Beijo fora do roteiro foi um ato de Milton em novela contra o racismo
Parceira de cena teve gesto nobre ao saber que o ator era cobrado por seu personagem nunca ter beijado a esposa branca
‘Baila Comigo’ foi uma novela das 8 exibida na Globo em 1981, escrita por Manoel Carlos. O agora saudoso Milton Gonçalves, falecido aos 88 anos, interpretava Otto, que se casava com uma viúva com dois filhos, Letícia, papel de Beatriz Lyra, hoje com 92 anos e afastada dos estúdios.

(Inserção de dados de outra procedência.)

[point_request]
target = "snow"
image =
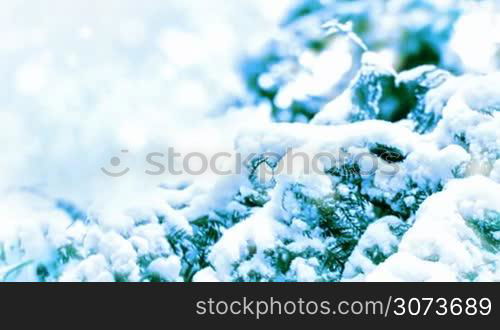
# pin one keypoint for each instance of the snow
(441, 245)
(81, 94)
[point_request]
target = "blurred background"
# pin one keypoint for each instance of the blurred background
(82, 80)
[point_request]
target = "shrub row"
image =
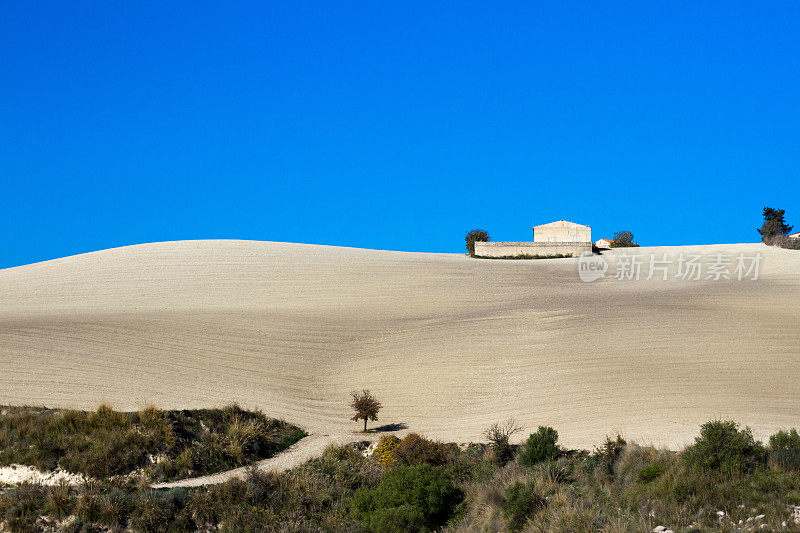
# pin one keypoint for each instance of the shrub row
(105, 442)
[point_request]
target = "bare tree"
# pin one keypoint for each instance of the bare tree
(365, 405)
(499, 434)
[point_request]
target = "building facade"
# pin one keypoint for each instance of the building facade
(562, 231)
(556, 238)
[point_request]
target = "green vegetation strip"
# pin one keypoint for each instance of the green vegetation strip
(526, 256)
(725, 481)
(166, 445)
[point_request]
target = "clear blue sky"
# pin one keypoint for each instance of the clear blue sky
(398, 127)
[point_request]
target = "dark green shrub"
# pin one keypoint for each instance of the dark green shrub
(623, 239)
(784, 449)
(59, 500)
(682, 490)
(722, 447)
(476, 235)
(784, 241)
(521, 501)
(649, 473)
(774, 224)
(418, 498)
(540, 446)
(153, 511)
(114, 508)
(607, 454)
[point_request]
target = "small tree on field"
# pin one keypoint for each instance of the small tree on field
(774, 224)
(365, 405)
(499, 434)
(476, 235)
(623, 239)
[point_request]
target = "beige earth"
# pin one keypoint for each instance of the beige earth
(449, 344)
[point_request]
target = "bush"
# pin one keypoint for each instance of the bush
(408, 498)
(774, 224)
(606, 455)
(415, 450)
(520, 502)
(476, 235)
(722, 447)
(499, 435)
(784, 449)
(650, 473)
(540, 446)
(623, 239)
(384, 451)
(783, 241)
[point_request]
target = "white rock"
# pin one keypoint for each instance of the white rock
(16, 474)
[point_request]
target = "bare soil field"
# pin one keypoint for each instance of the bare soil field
(449, 344)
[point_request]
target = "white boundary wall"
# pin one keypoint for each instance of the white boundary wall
(505, 249)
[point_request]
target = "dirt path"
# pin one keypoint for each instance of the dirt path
(295, 455)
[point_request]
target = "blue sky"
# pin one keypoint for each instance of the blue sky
(395, 127)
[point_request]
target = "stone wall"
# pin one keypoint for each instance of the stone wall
(504, 249)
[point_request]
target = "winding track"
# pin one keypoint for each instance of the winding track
(449, 344)
(295, 455)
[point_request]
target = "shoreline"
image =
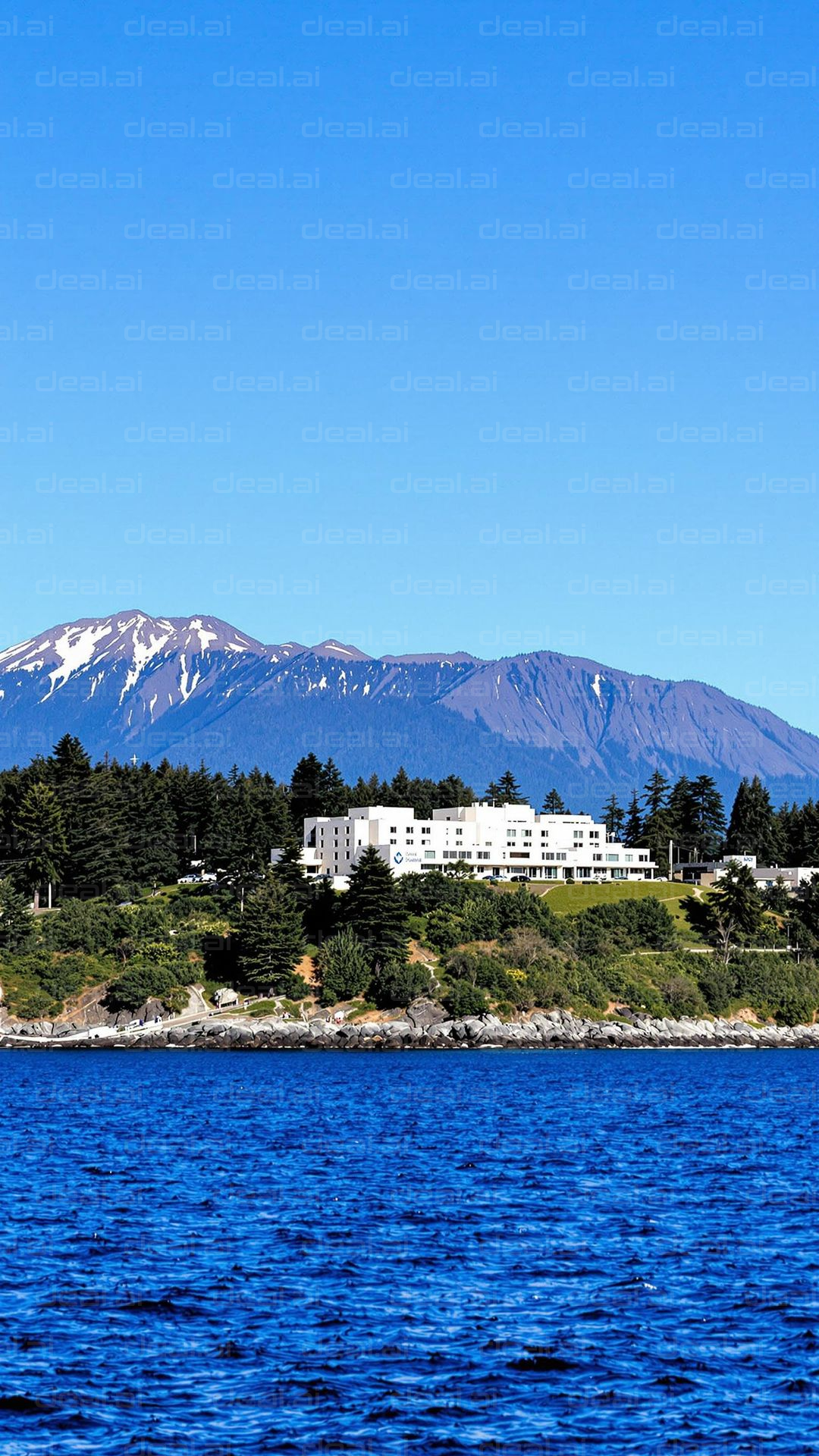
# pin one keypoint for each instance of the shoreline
(554, 1031)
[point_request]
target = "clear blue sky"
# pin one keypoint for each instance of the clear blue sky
(504, 328)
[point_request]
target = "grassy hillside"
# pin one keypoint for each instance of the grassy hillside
(572, 899)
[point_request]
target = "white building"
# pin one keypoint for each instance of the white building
(506, 840)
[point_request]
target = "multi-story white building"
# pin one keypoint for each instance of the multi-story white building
(494, 840)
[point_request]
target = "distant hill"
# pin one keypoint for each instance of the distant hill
(196, 688)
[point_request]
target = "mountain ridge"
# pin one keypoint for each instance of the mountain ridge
(197, 688)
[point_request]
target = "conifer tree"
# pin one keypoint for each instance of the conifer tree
(333, 791)
(752, 827)
(41, 840)
(306, 791)
(634, 823)
(553, 804)
(150, 829)
(271, 937)
(289, 871)
(344, 967)
(373, 909)
(614, 817)
(656, 821)
(506, 789)
(707, 817)
(15, 918)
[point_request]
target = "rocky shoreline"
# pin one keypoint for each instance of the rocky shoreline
(428, 1028)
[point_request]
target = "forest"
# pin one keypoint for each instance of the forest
(96, 851)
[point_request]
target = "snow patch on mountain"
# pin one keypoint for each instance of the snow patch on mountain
(74, 650)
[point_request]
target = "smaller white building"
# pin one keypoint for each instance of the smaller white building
(507, 842)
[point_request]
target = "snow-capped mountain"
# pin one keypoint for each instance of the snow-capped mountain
(197, 688)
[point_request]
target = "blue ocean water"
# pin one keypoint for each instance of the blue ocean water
(305, 1253)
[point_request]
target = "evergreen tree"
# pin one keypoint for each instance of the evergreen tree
(99, 852)
(15, 918)
(614, 817)
(41, 840)
(271, 938)
(553, 804)
(506, 791)
(656, 820)
(344, 967)
(368, 791)
(333, 791)
(237, 842)
(681, 817)
(71, 777)
(707, 817)
(634, 823)
(752, 827)
(289, 871)
(452, 792)
(401, 791)
(375, 910)
(306, 791)
(150, 829)
(732, 912)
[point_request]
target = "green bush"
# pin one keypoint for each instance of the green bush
(343, 967)
(684, 996)
(397, 984)
(445, 930)
(142, 982)
(465, 1001)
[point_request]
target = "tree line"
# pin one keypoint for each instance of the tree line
(79, 829)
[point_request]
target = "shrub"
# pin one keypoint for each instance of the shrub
(142, 982)
(445, 930)
(80, 925)
(66, 976)
(397, 984)
(343, 967)
(36, 1005)
(682, 996)
(717, 983)
(465, 1001)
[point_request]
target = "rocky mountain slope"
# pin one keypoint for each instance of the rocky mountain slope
(197, 688)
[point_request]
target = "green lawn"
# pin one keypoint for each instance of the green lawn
(567, 899)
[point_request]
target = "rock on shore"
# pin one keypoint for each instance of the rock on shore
(426, 1028)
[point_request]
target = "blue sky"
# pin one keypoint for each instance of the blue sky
(420, 328)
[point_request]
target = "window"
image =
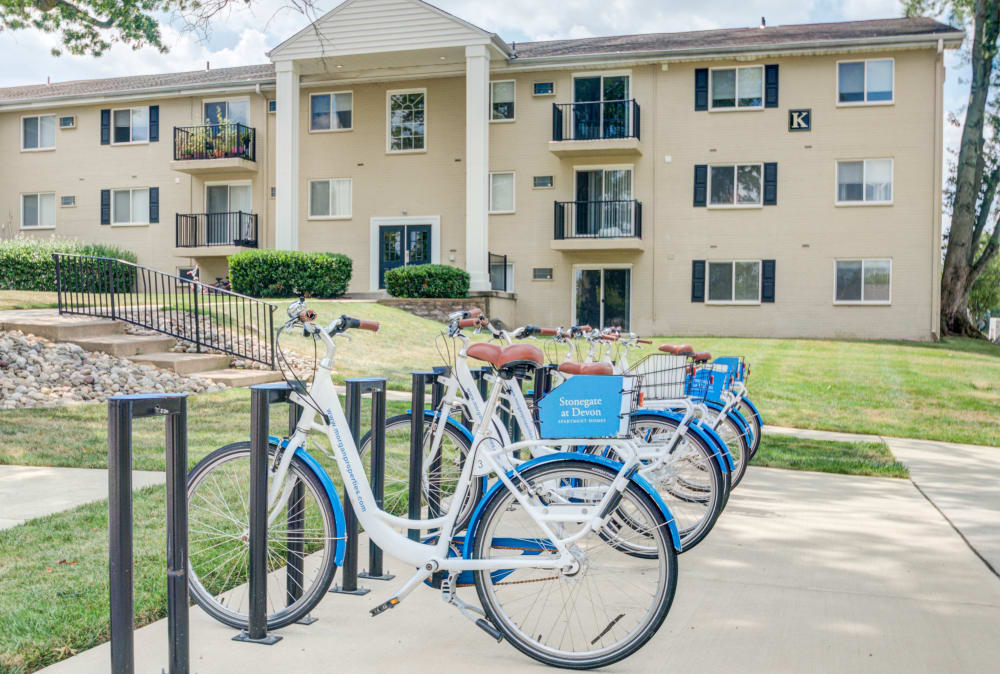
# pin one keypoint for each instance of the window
(131, 125)
(863, 281)
(330, 199)
(734, 282)
(38, 133)
(502, 101)
(735, 185)
(502, 192)
(331, 112)
(407, 121)
(737, 88)
(866, 181)
(543, 89)
(130, 206)
(38, 210)
(860, 82)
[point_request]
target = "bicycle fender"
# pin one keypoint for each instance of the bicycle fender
(637, 479)
(331, 493)
(707, 435)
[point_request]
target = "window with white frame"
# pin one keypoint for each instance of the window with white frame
(38, 210)
(331, 111)
(131, 125)
(502, 101)
(734, 281)
(330, 199)
(502, 192)
(735, 185)
(407, 118)
(869, 81)
(38, 133)
(863, 281)
(737, 88)
(864, 181)
(130, 206)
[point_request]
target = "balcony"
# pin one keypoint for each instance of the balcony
(598, 225)
(215, 148)
(223, 233)
(597, 128)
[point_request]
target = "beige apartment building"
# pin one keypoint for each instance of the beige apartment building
(771, 181)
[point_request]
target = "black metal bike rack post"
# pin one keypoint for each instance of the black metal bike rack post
(121, 411)
(261, 397)
(356, 388)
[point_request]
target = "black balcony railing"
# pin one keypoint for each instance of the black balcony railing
(206, 316)
(599, 120)
(217, 229)
(215, 141)
(598, 219)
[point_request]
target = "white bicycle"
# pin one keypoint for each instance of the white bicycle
(548, 544)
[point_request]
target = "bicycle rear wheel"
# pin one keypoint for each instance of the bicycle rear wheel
(302, 532)
(591, 616)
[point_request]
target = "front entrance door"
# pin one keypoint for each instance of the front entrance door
(401, 245)
(603, 297)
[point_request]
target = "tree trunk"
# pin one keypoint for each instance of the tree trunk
(955, 278)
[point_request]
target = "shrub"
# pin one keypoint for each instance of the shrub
(427, 280)
(280, 273)
(27, 264)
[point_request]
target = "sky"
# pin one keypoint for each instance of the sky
(243, 34)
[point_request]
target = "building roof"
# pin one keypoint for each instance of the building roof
(702, 41)
(139, 83)
(738, 38)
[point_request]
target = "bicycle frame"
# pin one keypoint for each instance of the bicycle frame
(432, 557)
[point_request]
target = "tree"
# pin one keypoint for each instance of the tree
(973, 238)
(89, 27)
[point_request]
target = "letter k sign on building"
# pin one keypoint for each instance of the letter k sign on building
(800, 120)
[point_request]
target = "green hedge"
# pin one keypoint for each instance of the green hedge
(427, 280)
(282, 273)
(27, 264)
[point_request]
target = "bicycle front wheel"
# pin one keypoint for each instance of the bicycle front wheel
(301, 540)
(597, 613)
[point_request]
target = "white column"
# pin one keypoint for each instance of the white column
(477, 166)
(286, 147)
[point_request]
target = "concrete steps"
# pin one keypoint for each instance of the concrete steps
(125, 346)
(184, 363)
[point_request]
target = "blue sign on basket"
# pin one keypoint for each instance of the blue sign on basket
(591, 406)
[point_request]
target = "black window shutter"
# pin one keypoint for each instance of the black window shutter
(697, 280)
(154, 123)
(105, 127)
(767, 281)
(105, 207)
(700, 184)
(154, 204)
(770, 183)
(701, 89)
(771, 86)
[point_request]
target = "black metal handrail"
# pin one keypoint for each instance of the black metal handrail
(233, 228)
(598, 219)
(596, 120)
(498, 272)
(203, 315)
(215, 141)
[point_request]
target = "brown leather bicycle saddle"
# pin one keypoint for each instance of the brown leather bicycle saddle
(502, 356)
(585, 368)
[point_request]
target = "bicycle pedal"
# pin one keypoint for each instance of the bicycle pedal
(486, 626)
(384, 606)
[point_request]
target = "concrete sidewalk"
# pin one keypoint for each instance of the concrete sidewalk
(27, 492)
(804, 572)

Na época, não era comum ver um casal interracial nas tramas. Menos ainda que tivessem alguma intimidade em cena. Precursor entre os negros na TV, o ator ouvia comentários que o deixavam incomodado.
“Tanto os negros quanto os brancos me diziam: ‘Você é casado com uma branca na novela, mas ela não te beija na boca. De que adianta?’”, relatou ao jornal ‘Extra’, anos atrás.
Ao saber de tal cobrança, Beatriz Lyra decidiu agir sem contar nada a ninguém. “Numa cena, Beatriz me puxou e me deu um beijo na boca, sem língua, mas com muito afeto. Todo mundo no estúdio ficou olhando, assustado, porque não estava previsto (no roteiro).”
Aquele gesto de amor entre um negro e uma branca (e de extrema cumplicidade de uma atriz com seu colega de ofício), no horário nobre da Globo, deu relevante contribuição para o combate ao racismo. Mas cobrou seu preço.
Nos dias seguintes, quando saiu às ruas, Beatriz Lyra foi criticada e até hostilizada por ter beijado Milton Gonçalves. Algo semelhante aconteceu com o galã Marcos Paulo quando ele formou par romântico com a diva negra Zezé Motta em ‘Corpo a Corpo’, de 1985.
A discriminação racial ainda é um dos maiores problemas sociais do Brasil. As novelas que tiveram casais interraciais ajudaram a combater o preconceito por meio da discussão do tema.